Nov. – Exigence de la lecture
Mois de novembre
« De l’exigence et du bonheur de lire »
Ecoutons Guillaume de Saint Thierry
Lettre aux frères du Mont Dieu ou « Lettre d’or »
120. À des heures déterminées, il faut s’adonner à une lecture déterminée. Car une lecture occasionnelle, sans suite et comme trouvée par hasard, loin d’être structurante pour le cœur, le jette dans l’instabilité. Accueilli à la légère, le texte disparaît de la mémoire avec plus de légèreté encore. Il faut au contraire demeurer auprès de maîtres déterminés, et le cœur doit se familiariser avec eux.
121. C’est en effet dans l’esprit même qui a présidé à leur formation que les Écritures demandent à être lues, et pareillement aussi à être comprises. Jamais tu n’entreras dans la pensée de Paul, tant que par une attention suivie à le lire et une application assidue à le méditer tu ne te seras imprégné de son esprit. Jamais tu ne comprendras David, tant que par ta propre expérience tu n’auras pas revêtu les sentiments mêmes des psaumes. Et ainsi des autres auteurs. Quel que soit le livre de l’Écriture, il y a autant de distance entre sa lecture studieuse et un simple survol qu’entre une amitié et une rencontre de passage, ou entre un lien de convivialité et une visite occasionnelle.

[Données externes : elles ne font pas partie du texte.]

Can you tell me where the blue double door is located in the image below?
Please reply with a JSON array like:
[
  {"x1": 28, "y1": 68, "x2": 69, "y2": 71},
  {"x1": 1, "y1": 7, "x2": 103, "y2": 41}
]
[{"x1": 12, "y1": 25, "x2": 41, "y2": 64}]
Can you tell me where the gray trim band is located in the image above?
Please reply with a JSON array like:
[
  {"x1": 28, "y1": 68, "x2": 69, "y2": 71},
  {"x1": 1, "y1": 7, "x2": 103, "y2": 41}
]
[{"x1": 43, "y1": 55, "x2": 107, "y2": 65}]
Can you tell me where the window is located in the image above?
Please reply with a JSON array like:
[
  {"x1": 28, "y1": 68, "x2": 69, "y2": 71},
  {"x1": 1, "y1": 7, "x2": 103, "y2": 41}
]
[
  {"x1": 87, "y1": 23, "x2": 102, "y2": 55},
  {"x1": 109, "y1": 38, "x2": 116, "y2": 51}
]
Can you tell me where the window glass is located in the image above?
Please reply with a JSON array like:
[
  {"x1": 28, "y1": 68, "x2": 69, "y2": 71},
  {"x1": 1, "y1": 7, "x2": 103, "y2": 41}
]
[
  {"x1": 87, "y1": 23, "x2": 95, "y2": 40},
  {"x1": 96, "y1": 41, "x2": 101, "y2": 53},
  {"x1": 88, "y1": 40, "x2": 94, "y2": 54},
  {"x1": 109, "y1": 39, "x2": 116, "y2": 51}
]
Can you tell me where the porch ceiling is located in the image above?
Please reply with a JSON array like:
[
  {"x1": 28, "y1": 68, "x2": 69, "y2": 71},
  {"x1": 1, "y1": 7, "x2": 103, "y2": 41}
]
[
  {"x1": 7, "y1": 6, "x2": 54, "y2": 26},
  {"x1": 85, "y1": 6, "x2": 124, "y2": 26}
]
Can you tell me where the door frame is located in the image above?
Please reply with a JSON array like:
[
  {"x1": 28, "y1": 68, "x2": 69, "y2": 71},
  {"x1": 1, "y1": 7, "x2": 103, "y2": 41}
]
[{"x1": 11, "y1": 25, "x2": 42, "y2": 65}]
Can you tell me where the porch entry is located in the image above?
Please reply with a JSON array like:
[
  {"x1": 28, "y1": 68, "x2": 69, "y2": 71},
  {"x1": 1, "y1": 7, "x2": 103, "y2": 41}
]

122. Mais il faut aussi chaque jour prélever de la lecture quotidienne quelque passage pour le confier à la panse de la mémoire; un passage que l’on assimilera avec plus de soin et qui, rappelé à la bouche, sera plus longuement ruminé; un passage qui soit plus en rapport avec notre projet de vie, qui soutienne notre attention, et retienne le cœur de toute dispersion en le rendant insensible aux pensées vagabondes.
123. De la lecture suivie, il faut puiser un élan affectif et former une prière qui interrompe la lecture. Pareille interruption gêne moins le cœur qu’elle ne le rend aussitôt plus lucide pour entrer dans l’intelligence du texte.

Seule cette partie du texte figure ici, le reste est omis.